8 Aralık 2010 Çarşamba

Erguvan Kapısı

"...aşk ulaşılmazlıkla beslenir, ulaşılmazlıkla karasevdaya, tutkuya dönüşür. Hayır, bilgece sözler ya da kötü roman klişeleri değil bunlar, gerçeğin ve hayatın ta kendisi. İnsan aşk nahsinde çoğu zaman sanıldığından daha yalındır, hele de biz kadınlar, hatta en akıllılarımız bile."

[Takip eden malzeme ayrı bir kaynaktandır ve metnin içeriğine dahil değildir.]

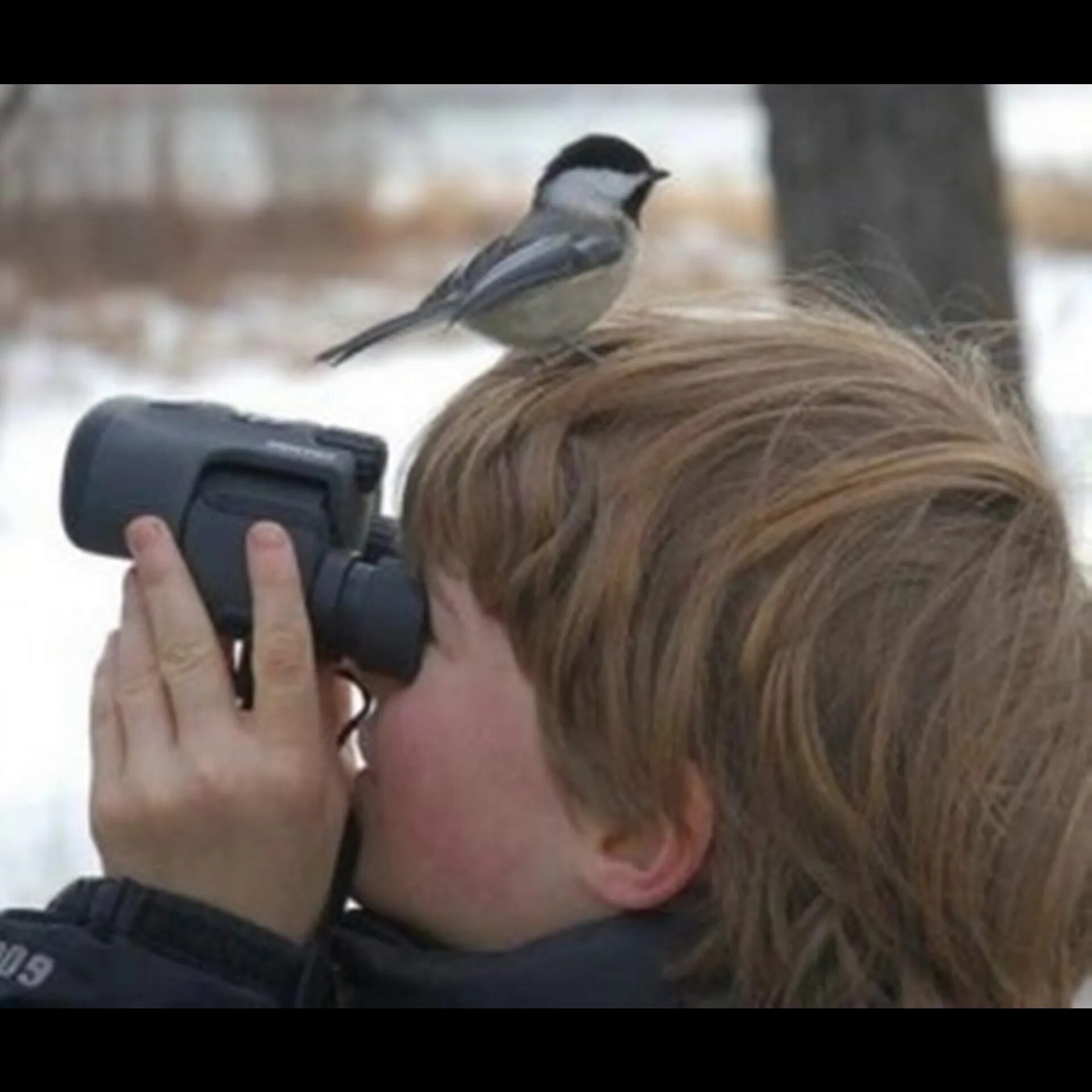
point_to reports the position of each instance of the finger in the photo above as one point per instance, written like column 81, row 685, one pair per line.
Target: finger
column 287, row 699
column 107, row 737
column 148, row 719
column 187, row 647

"Leyla ile Mecnun'dan, Tahir ile Zühre'den Romeo-Juliet'e kadar bütün klasikleşmiş aşk hikayelerinde aşkı yaratan ve büyüten kavuşamamaktır, eski terimle vuslata erememektir. Kavuştuğun zaman tüketeceğini, aşkın yaşandıkça alışkanlığa yenilip sönümleneceğini bilirsin, yine de vuslatı aramaktan alamazsın kendini."

"Kadınla erkek arasında dostluk, sevgi, anlayış, daha ne bileyim, her türlü duygu olabilir, ama aşk dedin mi, şöyle dolu dolu aşk, o zaman cinsellik öne çıkar."